Wed Jul 29, 2009, 12:00 PM EDT
Ipswich -
The late July air is usually filled with the slow, fat greenhead's buzz, the slap! of hand on skin swatting the voracious flies to crumpled heaps and unprintable exclamations as yet another fly hits home with its bite.
This year? Silence. No buzz. No swats. No expletives.
The bane of the North Shore summer, the greenhead fly, has seemingly disappeared.
Normally, gatekeepers at Crane's Beach put up a warning sign during greenhead season that reads: "Greenhead season. No refunds." Sometimes they even draw greenheads on the board, rating the severity of the flies whose bites can leave welts the size of a European principality. One fly -- not so bad. Up to five flies -- don't even roll down the car window to pay.
This year the Crane gatekeepers have put out the sign just once.
"I've been here since 1977," said Peter Pinciaro, the Trustees of Reservations general manager for the beach and the Crane estate. "This year sets the standard for lack of greenheads. It's got us scratching our heads."

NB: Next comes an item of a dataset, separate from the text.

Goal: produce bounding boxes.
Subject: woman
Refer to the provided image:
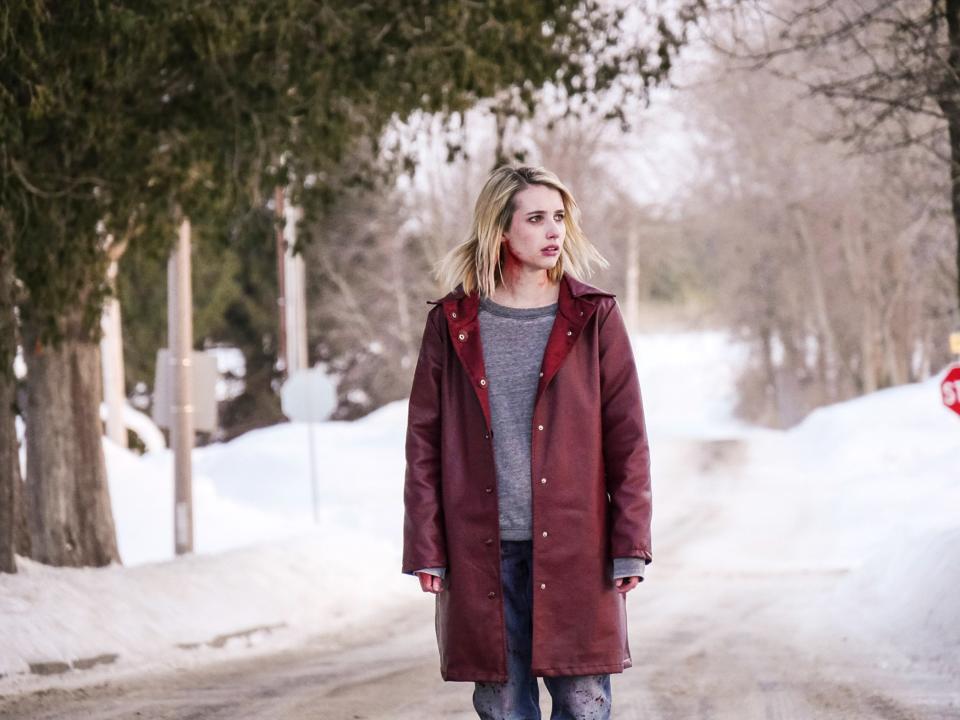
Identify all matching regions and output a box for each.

Walter Montgomery, director of Northeast Massachusetts Mosquito Control -- his department puts out the black box greenhead traps -- agrees. There simply aren't many greenheads around this year. But even he isn't exactly sure why.
Montgomery does have two, or maybe two and a half, theories as to why the greenhead has all but disappeared this year.
Unfortunately none of the theories involve a permanent reduction in greenhead populations.
Theory No. 1 says the lack of greenheads is merely the result of a natural cycle.
Theory No. 2 says the cold, wet June disrupted the greenhead life cycle, which could either mean the pests have merely been delayed this year or they died before they could mature due to the weather.
Theory No. 2 1/2 is combination of the first two.
Montgomery rules out one reason: The tides.
Though the greenheads generally last between the full moons of July and August, their life cycle has nothing to do with high or low tides, said Montgomery.
"It's just their natural life cycle," he said.
The female greenhead lays eggs in the top of salt marsh grass.
"They hatch, move down and then burrow 8 inches into the ground and come out the following season," said Montgomery. "Typically, that's what happens."
But the cold, wet June may have prevented the flies from maturing this year, killing them before their first bite.
The lack of greenheads won't affect other species, such as bird populations, which feed on them, Montgomery said.
"There's plenty of other things for birds to eat," he said.
"Almost all insect species go through cycles," said Montgomery. "They build and build and build and then suddenly drop. This could be a combination of the cold, wet spring and it being a low cycle of the population."